Not every dessert has to include white flour and/or some sort of fat. Point in case: "Chocolate Sauce" (page 497).  A simple sauce consisting of liquid sweetener, cocoa powder, soymilk, and vanilla extract, warmed and stirred together to dissolve all the ingredients. However, the question still remains, what will this most delicious sauce be used on? That's where you might have to be careful! The first time I made this sauce, I used it to improve the taste of some rather tart strawberries, so all-in-all, not too rich for a dessert. The recipe notes suggest putting the sauce in a plastic squeeze bottle and using it garnish plated desserts for a fancy presentation. I liked the squeeze bottle idea, and it worked superbly for decorating my strawberries!

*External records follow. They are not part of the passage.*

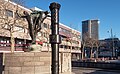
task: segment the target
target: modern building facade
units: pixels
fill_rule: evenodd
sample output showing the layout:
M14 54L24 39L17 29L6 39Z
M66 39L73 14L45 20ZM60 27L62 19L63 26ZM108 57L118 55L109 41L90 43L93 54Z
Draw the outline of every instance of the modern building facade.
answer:
M99 39L99 20L82 21L82 38Z
M28 49L31 38L28 32L28 23L26 19L19 18L16 15L16 11L20 14L23 11L31 13L31 9L20 6L11 1L5 1L6 9L0 11L0 17L5 17L7 20L0 19L0 51L10 51L11 47L11 33L15 40L15 51L23 51ZM2 8L0 8L2 10ZM32 8L32 10L40 10L39 8ZM14 21L11 21L14 20ZM10 22L10 23L9 23ZM3 27L6 29L3 29ZM11 27L11 30L7 30ZM73 59L79 59L81 54L81 33L74 30L62 23L59 26L59 33L62 37L62 43L60 44L60 52L70 52L72 53ZM37 34L36 42L42 46L41 51L51 52L51 44L49 43L49 35L51 34L51 18L48 17L44 20L42 24L42 29Z
M99 57L118 57L119 52L120 40L118 38L100 40Z
M94 49L99 39L99 20L85 20L82 21L82 58L93 58L95 57Z
M72 53L72 59L81 58L81 33L74 30L64 24L60 23L59 34L62 38L60 48L62 51L70 51Z

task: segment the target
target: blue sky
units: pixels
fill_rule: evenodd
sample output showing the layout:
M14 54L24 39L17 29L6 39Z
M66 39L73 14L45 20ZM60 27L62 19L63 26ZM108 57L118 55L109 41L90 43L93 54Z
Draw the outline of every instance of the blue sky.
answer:
M111 28L120 38L120 0L25 0L25 5L50 11L52 2L61 4L61 23L82 32L83 20L99 19L99 39L110 37Z

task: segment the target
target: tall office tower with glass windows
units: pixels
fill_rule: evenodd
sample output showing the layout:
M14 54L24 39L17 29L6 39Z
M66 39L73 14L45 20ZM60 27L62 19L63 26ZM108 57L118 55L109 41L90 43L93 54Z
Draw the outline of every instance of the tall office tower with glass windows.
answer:
M99 39L99 20L82 21L82 38Z

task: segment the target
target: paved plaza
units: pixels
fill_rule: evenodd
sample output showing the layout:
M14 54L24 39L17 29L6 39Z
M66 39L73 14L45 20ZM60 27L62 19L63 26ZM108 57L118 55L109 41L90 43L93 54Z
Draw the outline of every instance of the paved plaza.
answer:
M103 70L96 68L73 67L72 74L120 74L117 70Z

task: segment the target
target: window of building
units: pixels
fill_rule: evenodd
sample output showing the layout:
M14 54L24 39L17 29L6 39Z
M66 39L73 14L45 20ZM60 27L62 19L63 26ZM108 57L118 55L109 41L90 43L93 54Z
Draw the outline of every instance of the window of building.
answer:
M60 45L60 48L63 48L64 46L63 45Z
M75 49L75 47L72 47L72 49Z
M10 43L10 41L9 41L9 40L7 40L7 41L6 41L6 43Z
M68 49L68 46L67 45L62 45L62 48Z
M13 17L13 11L11 11L11 10L6 10L5 15L6 15L6 16L9 16L9 17Z
M10 41L7 38L0 38L0 46L10 46Z

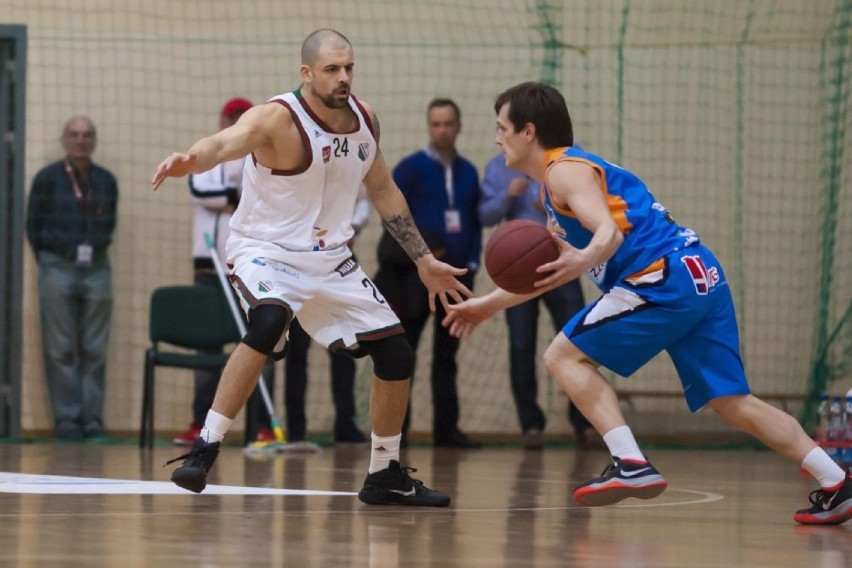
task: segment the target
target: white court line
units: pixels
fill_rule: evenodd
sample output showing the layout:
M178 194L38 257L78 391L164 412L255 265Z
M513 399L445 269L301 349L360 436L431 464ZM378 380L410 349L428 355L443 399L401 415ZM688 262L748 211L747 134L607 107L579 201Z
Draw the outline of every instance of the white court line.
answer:
M167 481L139 481L132 479L104 479L98 477L69 477L62 475L38 475L30 473L0 472L0 493L28 493L41 495L194 495ZM694 489L674 489L669 487L667 495L687 493L695 496L685 501L654 500L640 502L627 501L610 507L600 508L642 508L642 507L678 507L721 501L724 495L710 491ZM240 487L235 485L208 485L201 495L302 495L302 496L341 496L354 497L357 493L348 491L316 491L312 489L273 489L269 487ZM484 513L511 511L557 511L583 508L580 505L554 507L501 507L501 508L455 508L456 513ZM402 508L413 512L412 509ZM307 512L307 511L305 511Z
M30 473L0 472L0 493L35 493L50 495L194 495L169 481L102 479ZM202 495L331 495L351 497L348 491L314 491L311 489L273 489L208 485Z

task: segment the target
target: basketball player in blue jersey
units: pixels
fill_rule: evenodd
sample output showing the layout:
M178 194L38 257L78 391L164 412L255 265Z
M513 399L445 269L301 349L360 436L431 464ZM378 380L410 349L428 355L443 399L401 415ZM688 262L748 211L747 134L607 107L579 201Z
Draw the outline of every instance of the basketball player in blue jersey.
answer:
M674 362L693 412L707 405L723 420L801 464L819 482L802 524L852 517L852 480L790 415L751 394L739 354L734 306L722 267L698 235L674 222L631 172L573 146L565 99L522 83L497 97L497 145L506 165L542 184L549 226L561 253L542 265L539 291L497 289L450 306L444 325L467 337L497 311L585 272L601 298L572 318L544 354L556 383L603 435L612 463L574 491L586 506L650 499L666 480L627 426L600 373L628 377L660 351Z
M266 357L283 357L287 328L298 315L303 329L332 351L372 358L373 444L361 501L450 503L399 463L414 353L399 319L347 246L362 180L387 230L417 265L432 311L436 296L447 306L448 297L461 301L471 292L455 278L466 270L436 260L417 231L379 150L376 115L351 94L353 68L349 40L329 29L312 33L302 44L297 91L249 109L185 154L172 154L152 179L157 189L168 177L250 155L227 245L248 330L225 366L201 435L188 454L172 460L184 460L172 481L190 491L206 487L225 433Z

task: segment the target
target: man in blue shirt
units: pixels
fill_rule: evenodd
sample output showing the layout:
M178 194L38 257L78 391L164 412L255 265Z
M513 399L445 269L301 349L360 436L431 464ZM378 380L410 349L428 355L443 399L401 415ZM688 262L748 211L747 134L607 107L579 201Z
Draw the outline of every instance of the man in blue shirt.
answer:
M529 176L506 167L505 156L497 154L485 166L479 220L486 227L514 219L545 225L547 216L539 187L538 182ZM518 421L524 433L524 448L529 450L538 450L544 446L544 426L547 422L536 400L538 380L535 357L539 301L544 302L555 330L561 329L585 304L580 281L572 280L506 310L506 324L509 326L509 379L518 410ZM599 445L597 432L570 401L568 419L574 427L579 447Z
M479 176L474 165L456 151L456 138L461 131L458 105L451 99L434 99L429 103L426 117L429 145L400 161L393 170L393 179L405 195L414 222L436 258L457 268L467 268L467 274L460 276L459 281L472 288L482 252L482 227L477 212ZM379 247L379 273L375 284L402 321L406 336L416 350L430 316L426 289L416 277L414 264L393 239L385 237ZM444 315L443 307L438 306L432 346L432 437L436 446L480 447L481 444L458 428L456 352L459 340L440 325ZM410 407L408 414L402 429L404 439Z

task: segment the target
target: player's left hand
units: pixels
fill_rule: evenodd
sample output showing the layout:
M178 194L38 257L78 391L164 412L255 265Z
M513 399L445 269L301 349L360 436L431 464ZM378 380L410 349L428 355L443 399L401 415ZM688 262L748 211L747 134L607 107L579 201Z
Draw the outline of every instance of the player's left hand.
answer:
M447 307L447 315L441 325L453 337L467 339L480 323L494 314L494 310L485 298L468 298L460 304Z
M467 268L455 268L431 254L420 257L415 264L420 281L429 292L429 309L432 312L435 311L435 296L441 300L444 309L450 305L448 297L458 303L464 299L462 296L473 296L473 292L456 279L456 276L466 274Z

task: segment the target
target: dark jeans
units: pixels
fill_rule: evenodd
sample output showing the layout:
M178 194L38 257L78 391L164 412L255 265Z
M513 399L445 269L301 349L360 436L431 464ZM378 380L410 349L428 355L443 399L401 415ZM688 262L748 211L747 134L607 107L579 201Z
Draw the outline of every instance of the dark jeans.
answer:
M470 289L473 289L475 274L468 272L459 276L458 280ZM440 301L436 300L436 311L434 314L434 336L432 340L432 438L436 441L453 436L458 430L459 421L459 397L456 389L456 376L458 367L456 365L456 353L459 350L458 338L450 335L446 327L441 325L441 320L446 315L446 310ZM417 351L423 328L432 316L429 310L424 310L422 316L402 320L405 336L408 342ZM412 380L414 377L411 377ZM411 422L411 399L409 398L408 412L402 426L403 436L408 434Z
M287 408L287 441L305 439L307 418L305 397L308 390L308 349L311 336L302 329L299 320L290 324L290 350L284 359L286 385L284 404ZM347 355L329 351L331 362L331 397L334 401L334 438L348 440L355 426L355 360Z
M506 310L506 323L509 326L509 379L518 410L518 421L524 432L531 429L544 430L546 423L544 412L537 401L538 380L535 363L541 302L550 313L553 328L557 332L585 305L580 282L574 280ZM570 401L568 418L577 433L591 426Z

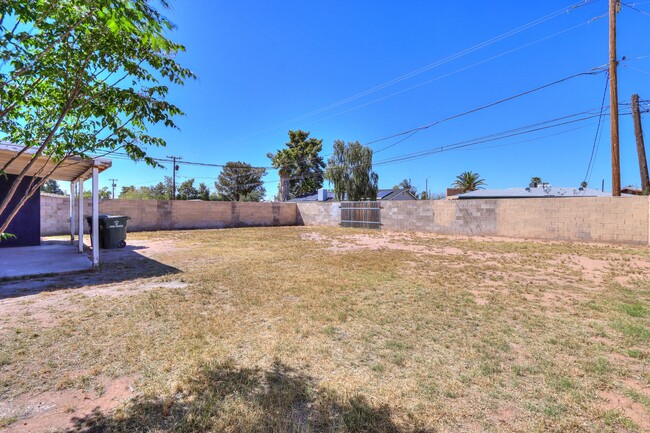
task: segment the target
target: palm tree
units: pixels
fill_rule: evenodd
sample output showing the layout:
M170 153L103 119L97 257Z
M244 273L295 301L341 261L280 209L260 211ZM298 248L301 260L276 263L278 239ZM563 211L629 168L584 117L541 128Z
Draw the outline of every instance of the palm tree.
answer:
M542 183L542 178L541 177L531 177L530 178L530 186L537 188L537 185L541 185Z
M580 188L582 188L582 189L587 189L587 185L588 185L588 183L587 183L586 180L583 180L582 182L580 182Z
M452 184L452 186L460 188L463 192L476 191L477 189L481 189L484 185L487 185L485 180L481 179L478 173L472 171L462 172L456 176L456 180Z

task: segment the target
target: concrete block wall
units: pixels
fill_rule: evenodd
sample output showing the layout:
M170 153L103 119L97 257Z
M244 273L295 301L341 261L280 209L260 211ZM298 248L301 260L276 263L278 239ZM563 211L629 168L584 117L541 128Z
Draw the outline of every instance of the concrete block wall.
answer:
M338 226L340 203L298 203L298 223ZM650 244L649 197L387 201L382 230Z
M41 196L41 236L70 233L69 206L68 197ZM84 200L84 215L91 213L91 201ZM295 203L100 200L99 213L128 215L129 231L148 231L296 225L297 207Z

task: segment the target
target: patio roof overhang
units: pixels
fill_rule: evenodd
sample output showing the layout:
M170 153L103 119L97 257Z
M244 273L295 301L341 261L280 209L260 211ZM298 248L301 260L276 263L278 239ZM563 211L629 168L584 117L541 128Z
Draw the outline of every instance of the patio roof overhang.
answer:
M0 168L4 167L7 174L20 175L27 165L36 158L34 164L25 173L26 176L49 176L53 180L70 182L70 241L74 244L74 221L76 219L78 228L77 243L80 253L84 251L84 181L92 179L92 265L94 267L99 266L99 173L111 167L111 160L72 156L65 158L57 167L57 162L53 161L52 158L44 155L36 157L35 154L36 148L25 148L25 146L13 143L0 142ZM77 211L76 217L75 208Z
M24 151L23 151L24 150ZM11 164L5 169L7 174L20 174L27 164L34 158L36 148L27 148L16 144L2 142L0 143L0 167L4 167L19 152L23 151ZM50 179L76 182L78 180L87 180L92 177L92 168L97 167L98 172L110 168L112 162L106 158L84 159L78 156L69 156L63 160L61 165L54 170ZM27 176L38 176L52 171L56 162L48 156L39 156L26 173Z

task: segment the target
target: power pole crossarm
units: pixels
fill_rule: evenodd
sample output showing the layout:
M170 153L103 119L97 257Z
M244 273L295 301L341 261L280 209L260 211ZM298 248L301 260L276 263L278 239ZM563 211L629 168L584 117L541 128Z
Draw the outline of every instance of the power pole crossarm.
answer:
M648 178L648 161L645 155L645 142L643 140L643 126L641 125L641 112L639 110L639 95L632 95L632 117L634 118L634 136L636 138L636 151L639 156L639 172L641 174L641 190L650 191L650 178Z

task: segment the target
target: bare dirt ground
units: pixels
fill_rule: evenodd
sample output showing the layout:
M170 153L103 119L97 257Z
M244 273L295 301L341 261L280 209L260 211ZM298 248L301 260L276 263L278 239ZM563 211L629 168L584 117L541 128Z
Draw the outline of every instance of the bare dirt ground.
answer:
M650 251L136 233L0 281L0 431L650 431Z

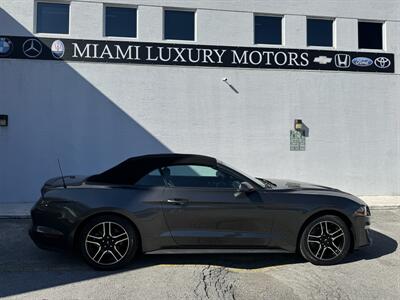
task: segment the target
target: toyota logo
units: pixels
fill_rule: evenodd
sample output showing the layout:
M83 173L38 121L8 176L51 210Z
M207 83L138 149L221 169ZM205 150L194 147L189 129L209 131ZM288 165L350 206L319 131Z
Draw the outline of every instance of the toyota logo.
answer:
M37 39L29 39L22 45L22 51L24 54L30 58L35 58L42 53L42 43Z
M390 59L384 56L378 57L374 61L375 66L380 69L386 69L390 66Z

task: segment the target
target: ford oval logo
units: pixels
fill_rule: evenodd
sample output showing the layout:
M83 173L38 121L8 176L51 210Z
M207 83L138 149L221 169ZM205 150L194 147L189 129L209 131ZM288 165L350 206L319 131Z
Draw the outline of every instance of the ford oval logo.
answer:
M353 63L353 65L356 65L358 67L368 67L374 63L372 59L368 57L355 57L351 60L351 62Z

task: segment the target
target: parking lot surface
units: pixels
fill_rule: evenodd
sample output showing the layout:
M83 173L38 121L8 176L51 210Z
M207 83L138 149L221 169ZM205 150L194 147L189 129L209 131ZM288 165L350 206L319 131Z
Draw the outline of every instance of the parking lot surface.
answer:
M400 299L400 209L372 211L373 246L336 266L292 254L143 255L99 272L36 248L30 220L0 220L0 297L15 299Z

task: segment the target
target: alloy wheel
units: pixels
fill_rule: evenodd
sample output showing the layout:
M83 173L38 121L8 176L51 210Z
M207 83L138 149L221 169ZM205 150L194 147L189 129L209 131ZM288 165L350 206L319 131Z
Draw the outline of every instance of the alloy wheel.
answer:
M307 247L318 260L335 259L345 247L344 231L339 224L333 221L321 221L309 231Z
M85 238L86 253L100 265L121 261L129 250L128 232L116 222L101 222L89 230Z

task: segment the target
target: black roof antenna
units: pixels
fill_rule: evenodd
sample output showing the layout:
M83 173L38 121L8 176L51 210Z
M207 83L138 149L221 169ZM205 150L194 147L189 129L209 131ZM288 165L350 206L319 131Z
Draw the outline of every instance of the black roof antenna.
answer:
M58 167L60 168L60 173L61 173L61 178L62 178L63 186L64 186L64 189L66 189L67 186L65 185L64 174L63 174L63 171L62 171L62 169L61 169L60 159L57 158L57 161L58 161Z

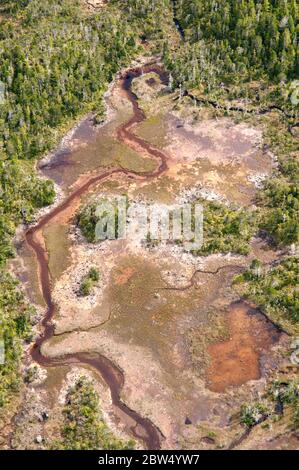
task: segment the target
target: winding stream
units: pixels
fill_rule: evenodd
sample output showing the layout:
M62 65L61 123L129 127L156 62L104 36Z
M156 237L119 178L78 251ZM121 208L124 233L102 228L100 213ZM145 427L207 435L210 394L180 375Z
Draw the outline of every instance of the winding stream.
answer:
M138 105L138 100L132 92L132 81L143 73L155 72L159 75L164 84L168 83L168 75L157 64L148 64L136 68L132 68L124 72L119 78L119 84L126 99L131 103L133 108L133 116L124 124L120 125L116 130L116 136L119 142L131 147L142 156L148 155L157 165L153 171L132 171L119 167L113 167L103 170L98 175L90 176L77 189L74 190L66 199L56 208L42 217L39 222L29 228L25 233L25 239L29 247L34 251L38 261L39 277L42 295L46 303L46 313L41 322L41 335L36 340L31 349L32 359L43 367L59 367L68 365L79 365L92 368L97 372L110 388L111 398L116 410L120 412L122 420L130 433L138 440L143 441L144 446L148 449L160 449L161 439L163 438L160 430L151 422L150 419L142 417L137 411L129 408L121 399L121 392L124 387L125 377L123 371L107 357L95 352L80 352L62 355L59 357L47 357L41 352L43 344L55 336L54 325L52 319L56 314L56 306L52 298L52 280L48 265L48 253L44 245L42 230L57 217L57 215L77 207L81 197L88 193L95 185L106 181L113 175L127 175L135 179L151 180L159 177L167 169L168 156L163 151L153 147L151 144L134 134L133 128L136 124L143 122L146 116ZM189 95L190 96L190 95ZM209 103L213 105L213 102ZM241 109L234 109L242 111ZM268 112L269 110L267 110ZM80 174L77 175L79 178ZM78 180L79 181L79 180ZM189 282L185 286L175 287L167 286L163 290L186 291L196 284L196 276L199 273L216 275L222 270L241 270L244 266L228 265L217 268L215 271L196 270ZM244 307L245 308L245 307ZM270 332L271 333L271 332ZM129 422L131 422L129 424ZM133 425L132 425L133 422ZM242 436L241 439L246 438ZM238 445L233 444L233 446Z
M134 437L141 439L148 449L159 449L160 440L162 437L160 431L148 418L143 418L140 416L140 414L138 414L138 412L133 411L122 402L120 394L124 386L124 374L113 362L111 362L105 356L96 353L81 352L56 358L49 358L44 356L41 352L43 343L54 336L54 326L51 320L56 313L56 306L52 298L52 283L48 266L47 252L44 248L43 238L41 236L42 229L58 214L64 212L72 204L76 203L78 199L80 199L83 194L87 193L95 184L106 180L116 173L126 174L132 177L142 176L144 178L154 178L161 175L167 169L166 154L152 147L140 137L135 136L135 134L132 132L132 127L135 124L145 120L145 115L139 108L137 98L131 89L133 79L140 76L144 72L156 72L160 76L161 81L164 83L166 83L168 80L165 73L157 65L146 65L143 67L131 69L126 72L123 77L121 77L120 84L123 92L133 106L133 117L127 123L121 125L118 128L117 137L126 145L134 146L135 149L137 147L157 160L158 164L155 170L152 172L139 173L120 168L113 168L101 173L98 176L91 177L87 182L82 184L78 189L70 194L62 202L62 204L45 215L37 223L37 225L27 230L25 233L25 239L27 244L34 251L38 261L42 295L47 306L45 317L41 323L41 327L43 329L42 334L36 340L31 349L32 359L43 367L57 367L72 364L92 367L101 375L101 377L109 386L114 406L134 421L135 425L130 429Z

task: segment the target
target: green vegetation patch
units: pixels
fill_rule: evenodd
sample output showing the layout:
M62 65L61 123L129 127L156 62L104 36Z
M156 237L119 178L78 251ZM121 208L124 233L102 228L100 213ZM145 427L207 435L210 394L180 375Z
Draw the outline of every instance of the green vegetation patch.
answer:
M91 294L92 289L94 285L99 281L100 279L100 273L97 268L91 268L86 274L86 276L83 277L80 288L79 288L79 294L82 297L86 297Z
M269 428L269 420L274 423L287 416L288 431L299 427L299 381L292 374L272 380L262 401L244 403L240 410L240 422L252 428L262 422Z
M255 260L235 278L243 294L290 333L299 332L299 259L289 257L271 268Z
M30 1L4 23L0 46L3 152L21 159L53 146L54 130L94 107L136 51L116 8L87 15L79 0Z
M161 45L165 32L173 31L172 9L170 0L110 0L125 13L131 24L140 31L142 40L155 40Z
M278 120L269 124L265 141L278 158L279 167L265 184L259 204L266 208L261 228L281 246L299 243L299 145L287 129L287 123Z
M63 409L61 439L51 445L59 450L128 450L134 441L118 439L104 421L98 394L90 381L81 377L71 387Z
M292 412L292 424L299 428L299 380L288 379L275 380L270 387L270 397L280 406L286 406Z
M241 407L241 423L252 428L265 421L269 416L269 411L264 403L243 404Z
M298 164L297 164L298 166ZM281 178L266 183L262 200L267 207L266 220L261 227L267 230L278 245L299 243L299 184Z
M111 219L111 213L114 220ZM102 198L83 206L76 216L76 224L81 229L82 234L86 237L87 241L96 243L101 241L98 239L97 234L98 224L101 225L103 235L105 235L105 227L107 228L108 222L110 225L113 223L115 236L116 238L118 237L118 218L119 213L117 202L114 202L113 200L110 202L108 198Z
M29 222L34 209L52 204L54 196L53 183L38 179L28 163L0 160L0 268L14 253L16 226Z
M249 242L257 229L257 214L215 202L203 204L204 240L196 255L212 253L249 253Z
M258 226L256 211L203 200L198 202L204 206L204 244L200 250L194 251L193 254L197 256L229 252L248 254L249 242ZM99 203L91 202L85 205L76 217L76 223L83 235L92 243L98 241L96 236L98 222L104 221L107 217L106 212L98 213L98 207ZM115 230L117 234L117 206L115 206ZM154 242L155 245L159 244L157 240ZM147 243L148 246L152 246L150 236L147 238Z
M177 0L185 31L179 48L165 44L164 58L177 83L237 83L267 78L276 83L298 76L298 3Z
M20 389L22 343L31 339L31 319L34 313L34 309L28 306L18 289L18 282L9 274L0 272L1 349L4 346L4 364L0 364L0 411Z

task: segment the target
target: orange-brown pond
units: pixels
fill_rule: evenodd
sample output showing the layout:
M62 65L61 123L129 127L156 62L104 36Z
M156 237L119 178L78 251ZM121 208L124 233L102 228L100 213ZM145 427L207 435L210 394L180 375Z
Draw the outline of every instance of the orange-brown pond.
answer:
M230 338L209 346L207 384L214 392L242 385L262 375L261 359L279 341L281 332L246 302L233 303L227 313Z

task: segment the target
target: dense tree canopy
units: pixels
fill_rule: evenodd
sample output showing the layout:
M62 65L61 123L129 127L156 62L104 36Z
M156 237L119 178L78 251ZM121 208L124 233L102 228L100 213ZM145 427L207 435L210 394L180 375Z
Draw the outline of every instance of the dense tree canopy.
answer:
M51 145L54 129L97 99L135 47L127 23L103 11L83 16L80 2L32 0L1 32L2 152L34 158Z
M186 37L172 56L181 79L196 84L202 78L228 80L236 74L239 79L267 76L277 81L298 77L296 0L175 3Z

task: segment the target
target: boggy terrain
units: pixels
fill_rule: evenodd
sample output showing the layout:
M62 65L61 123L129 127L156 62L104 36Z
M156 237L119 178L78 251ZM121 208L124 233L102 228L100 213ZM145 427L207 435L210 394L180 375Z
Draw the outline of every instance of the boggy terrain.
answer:
M247 255L206 257L133 236L92 244L75 215L80 204L119 194L247 207L274 162L259 129L180 98L155 64L120 74L106 102L104 125L88 116L41 163L59 198L25 233L14 266L43 316L28 356L46 370L35 398L49 403L43 436L55 435L58 397L76 368L98 383L111 427L137 446L241 445L234 416L263 393L288 338L232 282L253 259L271 263L279 254L259 238ZM82 297L92 266L100 280ZM36 446L20 426L16 435L16 447Z

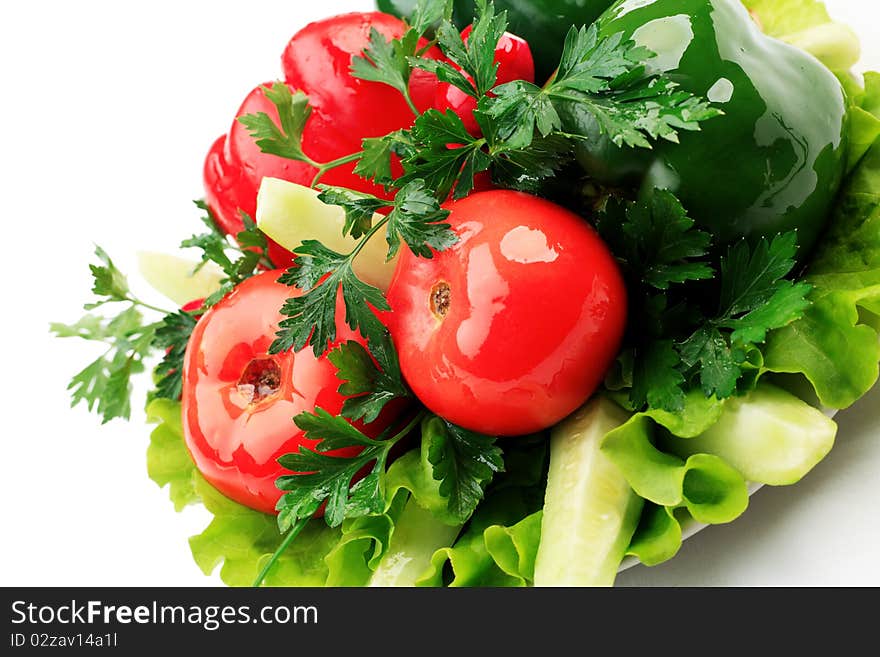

Keeping it "McDougall Friendly" checklist:

 ü     No changes necessary!  J

Tuesday, May 6, 2014

Pesto Presto

This cookbook is full of pesto recipes, and I am thoroughly enjoying trying them all! There are nine  recipes in the Pasta and Noodles chapter, and six more in the Sauces, Relishes, and Condiments chapter. I found the "Pesto Presto" in the Sauces chapter (page 565), and it was, as promised, a very quick pesto to prepare. This is a basic pesto recipe consisting of garlic, pine nuts, basil, and in this case, miso (for non-miso fans, salt can be used instead). As with all pesto recipes, this one calls for a hefty amount of olive oil (1/3 cup). Instead of oil, I used about ¼ cup very light vegetable broth with excellent results. Per the recipe notes, this pesto is good on pasta, in salad dressings, soups, and stews. I used it on cooked fettuccini. Delicious!
Keeping it "McDougall Friendly" checklist:
ü Omit the 1/3 cup of olive oil and use a light veggie broth instead.

Thursday, May 1, 2014

Fettuccine with Puttanesca Pesto

Before trying some of the numerous pesto recipes in this book, I never realized how easy it is to make! I am now beginning to look at pesto-tossed pasta as an option for those times I need to throw a quick meal together. The "Fettuccine with Puttanesca Pesto" (page 202) puts a slight spin on the traditional basil, pine nuts, and garlic combo by adding tomatoes, green olives, and capers (that's the Puttanesca part) to the blend. As far as I'm concerned, this combination was a stroke of genius by the author, who needed to come up with a way to use her bumper crop of basil. The complex flavors are deeply satisfying, and I’ll be making this unique version of pesto often. I completely left out the 1/3 cup of olive oil (and the accompanying 71 grams of fat!) by using a bit of light veggie broth to thin down the pesto. I found I didn't need much, maybe only a couple of tablespoons, as the tomatoes added a lot of liquid. I also didn't need to add any additional cooking water from the pasta (as the recipes calls for) to the pesto, since it was already the right consistency. The recipe calls for cooking a pound of fettuccine; I only used half that much (8 ounces), as I prefer a smaller ratio of pasta to sauce than most recipes call for. This seemed to be the perfect amount.

Keeping it "McDougall Friendly" checklist:
ü     Omit the 1/3 cup of olive oil and use a light veggie broth instead, as needed.